We are entering Prom season, the time of the year that most high school seniors dream of. It is indeed a very exciting time for teens, but typically a very stressful time for parents. A senior prom should be a memorable and special time, but as parents it is our responsibility to ensure our children are safe. I think back to my senior prom and what I remember "haunts" me; as I am now a parent and pray that my children will be safe and return home.
During our prom over a decade ago someone was killed. One of the guys took his date to a local pier. The pier is about 200 feet long and starts on the beach and extends into the Gulf of Mexico. While out on the pier that night a strange man appeared. In a moments time he hit the teenager in the head with a pipe, then sexually assaulted his date. Just like that he was killed and the young ladies life changed forever.
They only get one senior prom, I understand this, but we (parents) have to make sure that our kids are safe. With that said, start by talking with your teen(s). Make sure they understand that you want them to have a great and memorable time. Also make sure they understand that you have their safety and well being as your central focus.
Before anyone goes anywhere you will need them to provide the complete itinerary for the night. This should be detailed and include whom they will be with, where they will be going before and after the prom and several phone number where they can be contacted. Again, this needs to be a very detailed and specific itinerary, general responses should not be accepted. If your teen says after the prom they plan to just "drive around" you must demand the specifics.
It's a big night but what should their curfew be. As parents' we need to consider things such as our teens responsibility level, the level of trust you have in them and past history. Make sure they realize that if you set the curfew at 12 midnight, you expect them to be home and if not there will be consequences. Talk to your kids about topics such as drinking, drugs, sex driving drunk, etc. I really believe effective, honest communication is a key. Ask your teen(s) how they plan to stay safe and avoid dangerous situations that could affect the rest of their lives.

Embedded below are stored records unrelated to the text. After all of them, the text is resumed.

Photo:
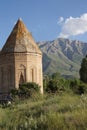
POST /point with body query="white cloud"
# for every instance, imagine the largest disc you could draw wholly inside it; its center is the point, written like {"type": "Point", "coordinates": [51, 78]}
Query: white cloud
{"type": "Point", "coordinates": [74, 26]}
{"type": "Point", "coordinates": [60, 20]}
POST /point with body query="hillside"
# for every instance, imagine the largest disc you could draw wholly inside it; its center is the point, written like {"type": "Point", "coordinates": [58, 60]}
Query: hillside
{"type": "Point", "coordinates": [63, 55]}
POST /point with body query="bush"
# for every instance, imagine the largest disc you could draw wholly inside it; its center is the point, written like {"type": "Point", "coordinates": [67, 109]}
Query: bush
{"type": "Point", "coordinates": [25, 90]}
{"type": "Point", "coordinates": [54, 86]}
{"type": "Point", "coordinates": [78, 87]}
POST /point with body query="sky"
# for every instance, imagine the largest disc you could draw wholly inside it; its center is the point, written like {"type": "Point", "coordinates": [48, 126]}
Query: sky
{"type": "Point", "coordinates": [45, 19]}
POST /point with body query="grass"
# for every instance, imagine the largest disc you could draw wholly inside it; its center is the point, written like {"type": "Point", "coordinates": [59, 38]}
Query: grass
{"type": "Point", "coordinates": [49, 112]}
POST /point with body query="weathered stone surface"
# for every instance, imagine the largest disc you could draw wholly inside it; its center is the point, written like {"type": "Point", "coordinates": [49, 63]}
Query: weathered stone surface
{"type": "Point", "coordinates": [20, 60]}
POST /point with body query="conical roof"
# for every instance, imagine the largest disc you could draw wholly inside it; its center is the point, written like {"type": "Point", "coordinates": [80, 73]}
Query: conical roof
{"type": "Point", "coordinates": [20, 40]}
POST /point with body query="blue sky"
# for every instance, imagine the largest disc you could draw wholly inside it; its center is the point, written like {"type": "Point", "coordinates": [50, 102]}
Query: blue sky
{"type": "Point", "coordinates": [46, 19]}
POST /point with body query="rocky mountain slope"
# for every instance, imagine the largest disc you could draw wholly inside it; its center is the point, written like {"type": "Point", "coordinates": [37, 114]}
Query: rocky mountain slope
{"type": "Point", "coordinates": [63, 55]}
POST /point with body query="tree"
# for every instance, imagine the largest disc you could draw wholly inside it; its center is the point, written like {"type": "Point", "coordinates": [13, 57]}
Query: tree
{"type": "Point", "coordinates": [83, 70]}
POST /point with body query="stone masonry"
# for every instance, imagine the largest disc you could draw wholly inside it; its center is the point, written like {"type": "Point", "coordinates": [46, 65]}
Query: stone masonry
{"type": "Point", "coordinates": [20, 60]}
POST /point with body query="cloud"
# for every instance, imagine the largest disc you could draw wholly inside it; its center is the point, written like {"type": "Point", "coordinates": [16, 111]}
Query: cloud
{"type": "Point", "coordinates": [60, 20]}
{"type": "Point", "coordinates": [73, 26]}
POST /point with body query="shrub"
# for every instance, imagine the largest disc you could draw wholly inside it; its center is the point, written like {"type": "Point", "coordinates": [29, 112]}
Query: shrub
{"type": "Point", "coordinates": [25, 90]}
{"type": "Point", "coordinates": [53, 86]}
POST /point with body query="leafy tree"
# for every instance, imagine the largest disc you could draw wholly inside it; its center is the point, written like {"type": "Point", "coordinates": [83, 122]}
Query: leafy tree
{"type": "Point", "coordinates": [83, 70]}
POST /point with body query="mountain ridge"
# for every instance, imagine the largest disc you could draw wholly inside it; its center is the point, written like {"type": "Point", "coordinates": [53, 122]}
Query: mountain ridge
{"type": "Point", "coordinates": [63, 55]}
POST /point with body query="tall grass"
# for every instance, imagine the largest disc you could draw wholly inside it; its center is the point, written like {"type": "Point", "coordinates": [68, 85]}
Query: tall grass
{"type": "Point", "coordinates": [48, 112]}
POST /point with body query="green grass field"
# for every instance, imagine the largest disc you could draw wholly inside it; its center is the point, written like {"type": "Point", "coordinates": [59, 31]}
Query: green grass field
{"type": "Point", "coordinates": [64, 111]}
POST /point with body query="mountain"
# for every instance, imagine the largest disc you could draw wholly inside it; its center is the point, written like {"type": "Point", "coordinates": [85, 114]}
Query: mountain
{"type": "Point", "coordinates": [63, 56]}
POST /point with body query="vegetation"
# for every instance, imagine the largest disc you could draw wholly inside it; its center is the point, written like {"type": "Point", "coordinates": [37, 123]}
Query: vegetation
{"type": "Point", "coordinates": [62, 107]}
{"type": "Point", "coordinates": [49, 112]}
{"type": "Point", "coordinates": [83, 70]}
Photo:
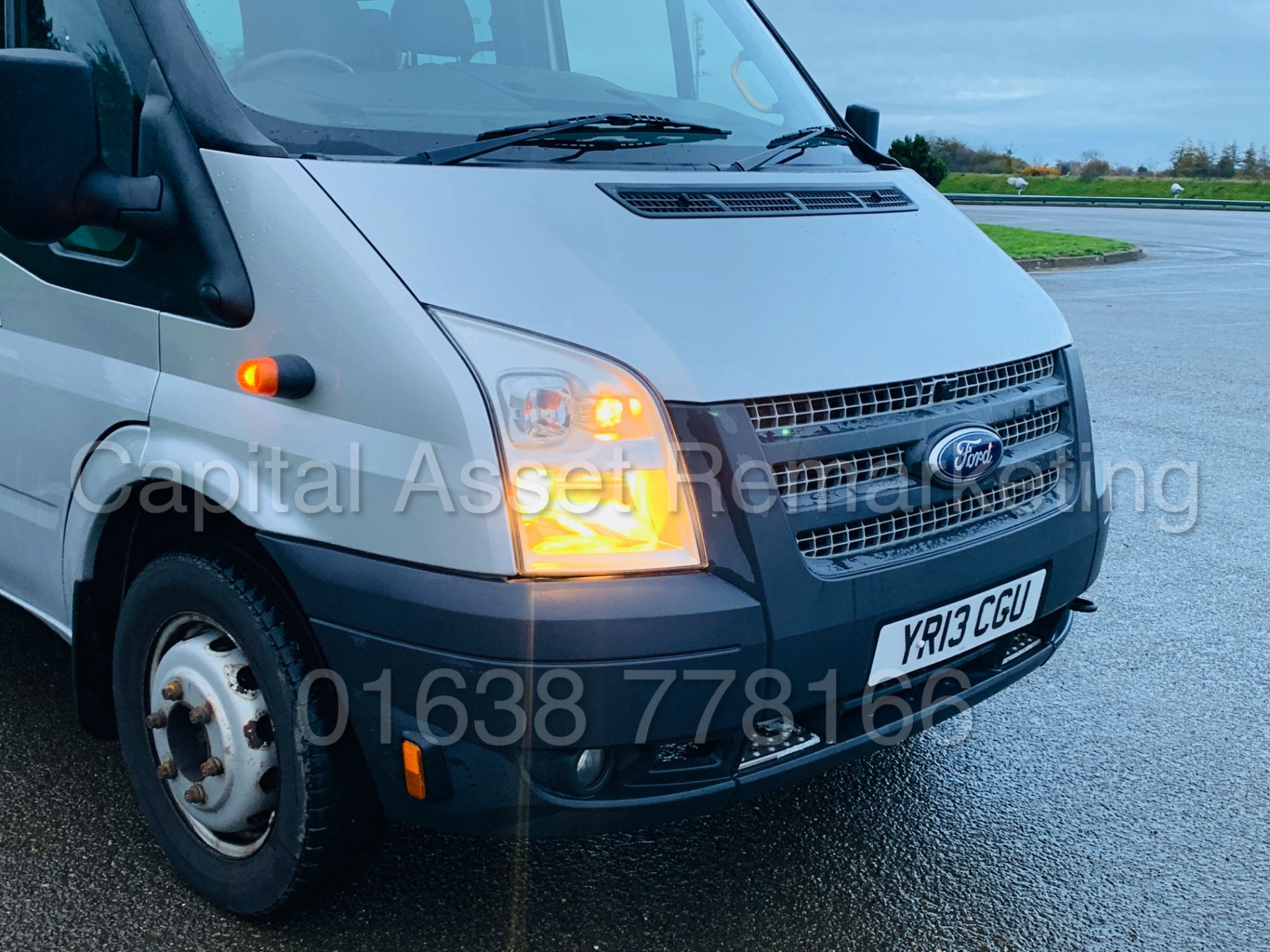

Even if their track record has not been so good, use this opportunity to express your belief in them, their integrity and character. You as a parent need to discuss and set clear expectations for the night and the both the consequences or rewards associated with their actions.
If they are not driving, find out who will be. Schedule time to meet with that person and your teen(s). You may have discussed the dangers of drinking and driving hundreds of times with your children, but you need to do it again. Let them know that prom is one of the main times that teen(s) choose to abuse drugs and alcohol. Get a written commitment that no one with drink or take drugs and drive.
Most kids do not come home directly following the prom, instead it is common to have some type of after party. If this is the case, you need to make sure you establish way(s) to contact them AT ALL TIMES until they get home. In addition, you kid(s) and their friends should have multiple contact information for you and you need to make yourself available all night. Again, it is non negotiable, you must know where your kids are and who they will be with.
Now that you know where they are supposed to be it's your job and responsibility to contact that parent(s) or establishment and establish the importance of overall safety for the kids. Now you need to set up a few mandatory check in calls that your children must make at the agreed upon times.
Make sure they know that no matter what you are available to them. They should understand that whatever situation they might find themselves in they can and should call for help or advise. Most of all tell your kids how much you love them and just want the best for them.
For overall safety consider providing them with a personal alarm or good pepper spray product. This will provide peace of mind for you as well as them. Finally, use role playing or different scenarios to teach you kids how you would expect them to act if faced with a difficult situation(s). The use of role playing can be very beneficial to strengthening the relationship between you and your kid(s).